Sharon_Dijksma,_Lancering_Europese_Mobiliteitsweek_2010
Onder de titel, ‘Dijksma wil dat bedrijven meer gaan betalen voor uitstoot broeikasgas’, rapporteert Ben van Raaij in de Volkskrant:

Nederland maakt zich als tijdelijk voorzitter van de EU sterk voor een snelle invoering van een wereldwijde prijs voor de uitstoot van het broeikasgas kooldioxide (CO2). Dat is van groot belang om de afspraken van de klimaattop van Parijs in december te realiseren. Dat zegt PvdA-staatssecretaris Sharon Dijksma van Milieu vandaag in de Volkskrant.

Het doel is om zo een ‘mondiaal gelijk speelveld’ te creëren.

Bedrijven laten betalen voor het uitstoten van CO2 (carbon pricing) legt de verborgen kosten van klimaatverandering neer bij de vervuiler, aldus Dijksma. Het is ook de manier om te zorgen dat bedrijven snel afstappen van fossiele brandstoffen en gaan investeren in duurzame energie. ‘Je kunt wachten op de moraliteit van de markt, maar prijsprikkels werken meestal beter.’

Dijksma wil eerst het bestaande emissiehandelssysteem (ETS = ‘Emission Trading Scheme’) van de Europese Unie, dat slecht functioneert, aanpakken. ‘De prijzen zijn veel te laag, onder meer omdat er te veel uitstootrechten in de markt zijn. Wij willen het ETS snel hervormen. Omdat we geloven dat emissiehandel de game changer kan zijn om een wereldwijde duurzame economie tot stand te brengen.’

Lees verder hier.

Is dat een goed idee? Mijn trouwe lezers zullen wel voelen aankomen dat ik dat niet vind. Het Europese ETS is geen succes en zal het waarschijnlijk ook nooit worden. A fortiori geldt dat voor een wereldwijd ETS.

We mogen niet vergeten dat het Europese ETS tot voor kort als het vlaggenschip van het Europese klimaatbeleid werd beschouwd. Maar het was hetzelfde lot beschoren als het Kampense koggeschip. Dat is inmiddels weer boven water. Zal dat ook met het ETS lukken?

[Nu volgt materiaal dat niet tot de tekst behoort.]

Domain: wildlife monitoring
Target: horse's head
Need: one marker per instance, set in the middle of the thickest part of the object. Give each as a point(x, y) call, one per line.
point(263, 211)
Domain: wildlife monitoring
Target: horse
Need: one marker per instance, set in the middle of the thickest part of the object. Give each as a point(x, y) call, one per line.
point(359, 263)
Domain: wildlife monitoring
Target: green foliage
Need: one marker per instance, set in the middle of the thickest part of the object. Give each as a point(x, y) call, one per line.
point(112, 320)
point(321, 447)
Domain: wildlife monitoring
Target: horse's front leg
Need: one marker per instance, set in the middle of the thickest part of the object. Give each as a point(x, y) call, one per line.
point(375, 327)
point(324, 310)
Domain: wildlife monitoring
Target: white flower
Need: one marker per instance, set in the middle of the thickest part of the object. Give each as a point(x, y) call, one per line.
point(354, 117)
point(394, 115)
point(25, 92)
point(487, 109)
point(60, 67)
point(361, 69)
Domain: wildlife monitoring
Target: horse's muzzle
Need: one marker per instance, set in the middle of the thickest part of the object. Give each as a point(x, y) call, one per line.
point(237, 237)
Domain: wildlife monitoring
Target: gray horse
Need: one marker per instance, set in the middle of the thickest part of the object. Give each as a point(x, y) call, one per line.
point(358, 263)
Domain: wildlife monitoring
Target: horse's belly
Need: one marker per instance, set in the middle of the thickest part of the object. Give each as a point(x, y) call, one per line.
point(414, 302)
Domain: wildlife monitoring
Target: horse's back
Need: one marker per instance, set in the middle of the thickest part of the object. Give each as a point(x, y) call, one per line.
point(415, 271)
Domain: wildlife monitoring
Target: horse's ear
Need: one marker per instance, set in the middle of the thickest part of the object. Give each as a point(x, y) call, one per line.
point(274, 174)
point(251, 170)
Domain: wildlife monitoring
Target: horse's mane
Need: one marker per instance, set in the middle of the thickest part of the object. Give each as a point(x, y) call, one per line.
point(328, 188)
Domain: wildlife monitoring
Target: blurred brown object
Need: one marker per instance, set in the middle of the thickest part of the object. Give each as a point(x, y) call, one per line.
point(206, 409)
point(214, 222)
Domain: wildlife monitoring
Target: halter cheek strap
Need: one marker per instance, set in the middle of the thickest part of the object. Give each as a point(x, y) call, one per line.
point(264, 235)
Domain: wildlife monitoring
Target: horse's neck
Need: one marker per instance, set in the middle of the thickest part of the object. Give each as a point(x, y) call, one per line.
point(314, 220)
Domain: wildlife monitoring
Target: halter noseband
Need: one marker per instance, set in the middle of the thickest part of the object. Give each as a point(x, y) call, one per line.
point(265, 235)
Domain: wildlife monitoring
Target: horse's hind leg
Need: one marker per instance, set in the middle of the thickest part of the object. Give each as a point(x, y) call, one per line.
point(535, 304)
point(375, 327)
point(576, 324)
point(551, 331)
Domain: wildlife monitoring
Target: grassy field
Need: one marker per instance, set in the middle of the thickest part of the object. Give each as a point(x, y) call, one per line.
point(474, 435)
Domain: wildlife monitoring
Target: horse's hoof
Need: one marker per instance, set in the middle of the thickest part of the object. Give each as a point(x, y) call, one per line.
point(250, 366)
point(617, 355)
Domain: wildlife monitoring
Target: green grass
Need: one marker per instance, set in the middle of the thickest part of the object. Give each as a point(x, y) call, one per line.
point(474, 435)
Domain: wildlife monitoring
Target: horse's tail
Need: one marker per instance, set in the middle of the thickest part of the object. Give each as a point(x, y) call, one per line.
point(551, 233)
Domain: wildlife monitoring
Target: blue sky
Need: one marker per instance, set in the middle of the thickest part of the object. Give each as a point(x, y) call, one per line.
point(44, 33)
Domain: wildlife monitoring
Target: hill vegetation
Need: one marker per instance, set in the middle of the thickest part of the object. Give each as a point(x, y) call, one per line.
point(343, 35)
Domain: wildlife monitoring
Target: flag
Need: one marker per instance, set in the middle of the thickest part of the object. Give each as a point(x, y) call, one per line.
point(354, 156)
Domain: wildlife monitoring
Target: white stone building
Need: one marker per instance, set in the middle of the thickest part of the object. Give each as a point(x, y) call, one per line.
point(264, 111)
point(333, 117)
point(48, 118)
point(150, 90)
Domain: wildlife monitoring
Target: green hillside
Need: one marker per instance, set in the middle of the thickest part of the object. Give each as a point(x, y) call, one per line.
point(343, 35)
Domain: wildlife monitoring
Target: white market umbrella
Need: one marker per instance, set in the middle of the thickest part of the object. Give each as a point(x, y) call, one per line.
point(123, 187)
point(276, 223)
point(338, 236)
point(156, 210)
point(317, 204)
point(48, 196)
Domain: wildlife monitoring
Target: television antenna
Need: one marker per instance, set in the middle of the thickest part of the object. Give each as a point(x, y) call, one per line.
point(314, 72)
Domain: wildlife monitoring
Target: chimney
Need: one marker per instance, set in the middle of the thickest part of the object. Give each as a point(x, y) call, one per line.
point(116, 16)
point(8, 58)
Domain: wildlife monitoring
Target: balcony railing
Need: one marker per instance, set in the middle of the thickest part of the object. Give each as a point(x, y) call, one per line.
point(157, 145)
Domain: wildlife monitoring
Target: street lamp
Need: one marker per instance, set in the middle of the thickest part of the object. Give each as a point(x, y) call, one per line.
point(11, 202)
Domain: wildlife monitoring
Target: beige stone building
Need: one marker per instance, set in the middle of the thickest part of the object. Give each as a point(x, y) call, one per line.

Waarom is men überhaupt aan het ETS begonnen? Heeft er dan niemand gewaarschuwd voor het gevaar van een echec daarvan? Natuurlijk was dat het geval. Maar dat ketste af op de cognitieve dissonantie die zo kenmerkend is voor de klimaatzeloten.

Wat zijn de bezwaren tegen het ETS, ook wel bekend als cap and trade? Die zijn, nog voordat het systeem in werking trad, uitvoerig in de literatuur beschreven, maar door cognitieve dissonantie zijn deze waarschijnlijk nooit op de bureaus van het ministerie van Dijksma terecht gekomen.

Ik zal daar in deze bijdrage overigens niet verder over uitweiden, maar er slechts één argument uitpikken.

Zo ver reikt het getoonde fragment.